MaPrimeRénov: le dispositif pérennisé, mais contesté par des ONG

Sans surprise, puisque l'annonce date de la semaine dernière, le grand gagnant est le dispositif MaPrimeRénov, lancé en janvier 2020 pour remplacer le crédit d'impôt transition énergétique (CITE). Celui-ci sera pérennisé, avec une enveloppe de 2 milliards d'euros supplémentaires en 2022. Le but : inciter les ménages à rénover leur logement, par une prime ouverte à tous les propriétaires quels que soient leurs revenus.

Il faut dire que, selon le gouvernement, le succès a été au rendez-vous : l'objectif des 400.000 dossiers de rénovation déposés au titre de MaPrimeRénov d'ici à la fin 2021 a déjà été dépassé, et revu à la hausse, avec une nouvelle cible de 800.000 d'ici à décembre.

"Grâce à l'impulsion de MaPrimeRénov, nous nous trouvons enfin sur bon rythme. Il faut désormais le maintenir", avait affirmé le gouvernement la semaine dernière, affirmant une ambition de "concilier fin du monde et fin du mois".
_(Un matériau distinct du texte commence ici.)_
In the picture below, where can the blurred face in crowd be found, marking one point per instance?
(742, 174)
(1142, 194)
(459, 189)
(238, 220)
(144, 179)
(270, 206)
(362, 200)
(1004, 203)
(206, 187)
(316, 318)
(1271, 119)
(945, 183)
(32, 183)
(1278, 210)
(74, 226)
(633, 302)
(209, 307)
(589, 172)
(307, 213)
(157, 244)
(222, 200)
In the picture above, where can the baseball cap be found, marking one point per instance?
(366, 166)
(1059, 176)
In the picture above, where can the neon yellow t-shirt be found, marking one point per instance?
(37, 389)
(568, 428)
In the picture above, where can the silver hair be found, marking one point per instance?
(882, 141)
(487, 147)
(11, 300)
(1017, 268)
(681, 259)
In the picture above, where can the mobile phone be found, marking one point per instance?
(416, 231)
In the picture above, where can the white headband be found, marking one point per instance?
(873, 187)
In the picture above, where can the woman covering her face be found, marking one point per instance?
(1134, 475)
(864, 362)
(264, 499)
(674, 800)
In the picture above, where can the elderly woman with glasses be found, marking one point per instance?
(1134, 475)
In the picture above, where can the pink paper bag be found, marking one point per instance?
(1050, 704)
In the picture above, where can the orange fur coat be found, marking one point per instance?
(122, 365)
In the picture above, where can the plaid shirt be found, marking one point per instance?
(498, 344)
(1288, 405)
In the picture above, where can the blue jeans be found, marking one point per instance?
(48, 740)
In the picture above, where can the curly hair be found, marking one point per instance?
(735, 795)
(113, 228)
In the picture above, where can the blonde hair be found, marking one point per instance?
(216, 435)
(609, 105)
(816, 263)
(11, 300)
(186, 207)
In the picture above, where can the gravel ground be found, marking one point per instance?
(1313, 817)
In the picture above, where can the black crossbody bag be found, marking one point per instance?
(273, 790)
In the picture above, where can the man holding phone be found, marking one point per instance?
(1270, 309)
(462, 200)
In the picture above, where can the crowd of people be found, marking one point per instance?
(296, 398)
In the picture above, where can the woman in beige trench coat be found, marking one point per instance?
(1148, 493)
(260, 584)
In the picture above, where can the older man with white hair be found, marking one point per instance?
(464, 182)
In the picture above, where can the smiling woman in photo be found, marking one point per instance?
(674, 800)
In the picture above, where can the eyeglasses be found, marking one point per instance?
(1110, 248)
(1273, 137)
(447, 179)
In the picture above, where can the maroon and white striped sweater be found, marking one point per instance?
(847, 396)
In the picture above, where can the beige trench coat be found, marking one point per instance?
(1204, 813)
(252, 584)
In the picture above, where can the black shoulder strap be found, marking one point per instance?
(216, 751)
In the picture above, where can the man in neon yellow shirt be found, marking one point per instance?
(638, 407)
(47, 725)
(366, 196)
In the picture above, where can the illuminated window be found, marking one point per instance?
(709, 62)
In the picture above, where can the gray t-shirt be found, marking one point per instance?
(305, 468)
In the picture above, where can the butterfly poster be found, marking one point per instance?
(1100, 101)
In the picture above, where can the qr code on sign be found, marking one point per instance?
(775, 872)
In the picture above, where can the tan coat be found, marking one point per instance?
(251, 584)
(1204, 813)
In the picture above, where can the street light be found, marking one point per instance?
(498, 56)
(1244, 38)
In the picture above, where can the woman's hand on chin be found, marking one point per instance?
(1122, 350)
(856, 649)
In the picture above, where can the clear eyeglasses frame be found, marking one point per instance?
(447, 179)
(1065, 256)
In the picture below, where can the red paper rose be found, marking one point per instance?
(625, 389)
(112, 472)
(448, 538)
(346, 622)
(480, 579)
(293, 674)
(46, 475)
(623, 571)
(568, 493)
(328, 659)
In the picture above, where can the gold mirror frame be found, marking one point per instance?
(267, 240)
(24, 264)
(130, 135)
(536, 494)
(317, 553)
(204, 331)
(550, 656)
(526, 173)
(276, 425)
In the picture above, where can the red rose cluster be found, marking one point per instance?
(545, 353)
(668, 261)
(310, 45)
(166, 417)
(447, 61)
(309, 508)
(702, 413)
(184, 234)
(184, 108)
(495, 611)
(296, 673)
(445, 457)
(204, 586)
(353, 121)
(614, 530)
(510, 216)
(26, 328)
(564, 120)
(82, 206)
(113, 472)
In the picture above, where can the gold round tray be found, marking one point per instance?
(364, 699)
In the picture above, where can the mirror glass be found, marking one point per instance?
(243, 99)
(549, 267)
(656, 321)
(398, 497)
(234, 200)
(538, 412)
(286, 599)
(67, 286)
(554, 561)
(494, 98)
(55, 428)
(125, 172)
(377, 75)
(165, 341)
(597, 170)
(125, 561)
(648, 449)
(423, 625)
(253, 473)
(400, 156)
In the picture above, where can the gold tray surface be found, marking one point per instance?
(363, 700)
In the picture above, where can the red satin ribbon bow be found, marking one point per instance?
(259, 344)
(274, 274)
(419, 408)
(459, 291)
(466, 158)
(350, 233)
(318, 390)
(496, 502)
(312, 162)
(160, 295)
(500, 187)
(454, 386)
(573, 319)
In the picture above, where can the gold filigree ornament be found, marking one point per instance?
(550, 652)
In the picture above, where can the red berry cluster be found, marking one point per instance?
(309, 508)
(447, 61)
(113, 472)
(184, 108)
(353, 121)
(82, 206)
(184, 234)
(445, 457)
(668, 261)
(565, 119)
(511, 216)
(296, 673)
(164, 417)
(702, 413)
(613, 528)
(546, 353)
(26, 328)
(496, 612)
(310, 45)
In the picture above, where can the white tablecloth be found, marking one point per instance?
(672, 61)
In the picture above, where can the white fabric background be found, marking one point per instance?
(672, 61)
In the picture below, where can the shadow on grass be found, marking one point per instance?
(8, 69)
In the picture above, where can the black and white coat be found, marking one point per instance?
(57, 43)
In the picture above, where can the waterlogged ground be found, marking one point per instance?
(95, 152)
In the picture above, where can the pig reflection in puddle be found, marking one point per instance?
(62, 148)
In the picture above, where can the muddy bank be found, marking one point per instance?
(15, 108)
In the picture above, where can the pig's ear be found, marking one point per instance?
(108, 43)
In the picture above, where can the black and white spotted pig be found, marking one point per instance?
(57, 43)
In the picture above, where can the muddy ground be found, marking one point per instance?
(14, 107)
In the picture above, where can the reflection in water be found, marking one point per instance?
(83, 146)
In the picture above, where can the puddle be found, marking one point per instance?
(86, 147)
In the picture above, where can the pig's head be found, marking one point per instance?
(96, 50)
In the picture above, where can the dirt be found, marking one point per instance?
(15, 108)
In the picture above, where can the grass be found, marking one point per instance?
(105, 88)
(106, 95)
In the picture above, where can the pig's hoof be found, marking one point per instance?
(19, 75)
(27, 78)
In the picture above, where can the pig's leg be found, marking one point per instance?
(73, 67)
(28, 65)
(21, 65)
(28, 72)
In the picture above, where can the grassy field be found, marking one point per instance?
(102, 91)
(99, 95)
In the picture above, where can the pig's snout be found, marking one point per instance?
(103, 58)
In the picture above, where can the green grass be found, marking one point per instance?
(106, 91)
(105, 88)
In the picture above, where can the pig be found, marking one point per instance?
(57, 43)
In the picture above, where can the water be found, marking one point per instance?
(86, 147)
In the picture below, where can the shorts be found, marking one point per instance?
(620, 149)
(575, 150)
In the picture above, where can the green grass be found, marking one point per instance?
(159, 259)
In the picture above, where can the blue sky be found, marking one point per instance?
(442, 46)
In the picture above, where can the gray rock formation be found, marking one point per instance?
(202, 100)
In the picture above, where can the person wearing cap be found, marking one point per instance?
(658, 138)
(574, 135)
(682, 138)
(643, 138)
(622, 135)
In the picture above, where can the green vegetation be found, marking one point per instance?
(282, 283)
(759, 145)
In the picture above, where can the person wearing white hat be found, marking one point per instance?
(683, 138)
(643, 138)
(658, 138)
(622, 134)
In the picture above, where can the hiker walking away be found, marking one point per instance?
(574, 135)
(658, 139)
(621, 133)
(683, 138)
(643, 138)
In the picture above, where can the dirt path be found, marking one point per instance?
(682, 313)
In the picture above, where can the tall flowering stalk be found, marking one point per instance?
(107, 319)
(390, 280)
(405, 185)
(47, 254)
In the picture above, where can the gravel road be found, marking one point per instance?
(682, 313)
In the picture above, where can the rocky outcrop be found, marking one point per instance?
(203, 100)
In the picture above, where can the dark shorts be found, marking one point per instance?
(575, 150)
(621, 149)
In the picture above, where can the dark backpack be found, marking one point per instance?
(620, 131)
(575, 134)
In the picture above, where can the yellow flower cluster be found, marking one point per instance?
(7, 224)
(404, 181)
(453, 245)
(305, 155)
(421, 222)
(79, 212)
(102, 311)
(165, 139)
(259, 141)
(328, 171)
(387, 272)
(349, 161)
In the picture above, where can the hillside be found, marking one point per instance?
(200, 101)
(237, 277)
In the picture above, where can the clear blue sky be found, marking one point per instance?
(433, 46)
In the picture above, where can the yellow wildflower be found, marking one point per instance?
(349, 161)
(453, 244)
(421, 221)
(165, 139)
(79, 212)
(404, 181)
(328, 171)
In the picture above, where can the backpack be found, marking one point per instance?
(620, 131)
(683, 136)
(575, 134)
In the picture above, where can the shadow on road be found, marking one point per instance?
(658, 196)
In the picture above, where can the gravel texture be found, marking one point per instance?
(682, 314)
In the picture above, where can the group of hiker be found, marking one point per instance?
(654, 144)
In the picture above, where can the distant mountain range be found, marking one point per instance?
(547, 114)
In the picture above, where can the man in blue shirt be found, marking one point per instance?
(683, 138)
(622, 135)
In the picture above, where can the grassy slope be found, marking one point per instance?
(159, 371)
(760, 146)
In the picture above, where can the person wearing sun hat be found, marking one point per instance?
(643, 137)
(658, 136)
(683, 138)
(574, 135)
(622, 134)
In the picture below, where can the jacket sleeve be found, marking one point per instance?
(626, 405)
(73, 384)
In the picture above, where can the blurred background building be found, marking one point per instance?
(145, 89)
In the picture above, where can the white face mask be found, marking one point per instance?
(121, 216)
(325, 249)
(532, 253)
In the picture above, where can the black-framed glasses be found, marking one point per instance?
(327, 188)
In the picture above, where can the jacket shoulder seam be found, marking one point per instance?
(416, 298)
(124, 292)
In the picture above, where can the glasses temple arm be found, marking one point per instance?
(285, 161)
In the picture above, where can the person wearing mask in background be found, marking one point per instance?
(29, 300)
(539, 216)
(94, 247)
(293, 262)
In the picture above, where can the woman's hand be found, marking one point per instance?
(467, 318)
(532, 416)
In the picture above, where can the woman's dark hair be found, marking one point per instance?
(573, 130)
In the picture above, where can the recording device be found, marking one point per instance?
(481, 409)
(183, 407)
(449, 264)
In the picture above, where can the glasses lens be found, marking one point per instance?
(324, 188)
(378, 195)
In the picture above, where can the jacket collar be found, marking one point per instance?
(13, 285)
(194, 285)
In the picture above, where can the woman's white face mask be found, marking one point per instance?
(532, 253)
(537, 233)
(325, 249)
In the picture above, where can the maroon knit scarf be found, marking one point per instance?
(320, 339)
Mais le montant ne fait pas tout, a réagi l'association CLER, membre du Réseau Action Climat, pour qui l'aide n'est pas suffisamment ciblée vers les rénovations réellement performantes. "Elle fait gonfler les chiffres de rénovations, sans faire baisser les factures de chauffage et d'électricité de manière significative, et en dilapidant les ressources du plan de relance", regrette l'ONG, qui demande une hausse du niveau d'exigence.

Le CLER et Action Climat refusent statu quo et manque de cohérence

Quant au chèque-énergie de 100 euros mis en place par le gouvernement pour accompagner les ménages les plus modestes face à la hausse des prix de l'énergie, c'est une "aide curative" liée à l'absence d'une "véritable politique structurante", selon le CLER. D'autant qu'elle serait en fait insuffisante pour véritablement sortir les ménages de la précarité énergétique, pointe le Réseau Action Climat, qui demande une augmentation "de 150 à 170 euros".

De manière globale, l'ONG dénonce un manque de "cohérence" des dépenses, avec le maintien de nombreuses subventions néfastes au climat et à la biodiversité. Et de citer le report de la hausse de la taxe intérieure de consommation sur les produits énergétiques (TICPE) sur le gazole non routier à 2023. Mais aussi le glissement d'une taxe sur le kérosène à une "éco-contribution" sur l'achat de billets d'avion "qui reste très faible". Quant aux garanties export pour les projets d'exploitation de produits gaziers, elles ne seront interdites qu'en 2035.

"Le budget affiché par le ministère de la Transition écologique est en tension avec ces dépenses néfastes, qui bénéficient aux mêmes secteurs. Il ne s'agit pas de les supprimer toutes du jour au lendemain, mais de refuser un statu quo", fait valoir Meike Fink, responsable transition climatique juste au Réseau Action Climat.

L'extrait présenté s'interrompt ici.